It had been taken, he said, as a protest by Ryanair staff to illustrate the conditions they endured when the airline failed to find hotel rooms for them in Malaga.
Mr Gandra said he wanted to thank Ryanair for proving the point they had set out to prove in the first place.
“By posting the video, Ryanair demonstrated that the crews were stuck in a room with only a few chairs. This completely validates our original point,” he said.
“The crew did it as a protest to demonstrate what kind of conditions they had to endure.”
He described the posted footage as a “PR own-goal” for Ryanair which has provoked a backlash on social media.

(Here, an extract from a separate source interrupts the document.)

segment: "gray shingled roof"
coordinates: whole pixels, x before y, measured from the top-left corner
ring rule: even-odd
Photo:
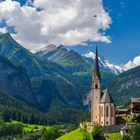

“This is Ryanair being Ryanair. What else can we say? Ryanair are incapable of putting their hand up and saying ‘we messed up, we apologise. We will do something to make sure that this does not happen again’,” Mr Gandra added.
“They blamed everybody except themselves. It is childish behaviour. People are realising how childish Ryanair is. We are not talking about a small business here. It’s a multibillionaire company that behaves like a five year old. They don’t seem to be capable of learning from their mistakes.”
The original photograph was posted on a Facebook page Ryanair Must Change and then posted to Twitter by former Ryanair pilot Jim Atkinson.
Mr Atkinson accused the airline of being “knuckleheads” and he also questioned the legality of releasing CCTV footage of staff.
He posted on Twitter in response to the letter: “The fact remains: you stranded four crew in an airport terminal for the night and made no discernible attempt to find them proper lodging or even food and water!
He hoped the crews will sue Ryanair for the invasion of their privacy, but Ryanair denies that there was any breach of privacy.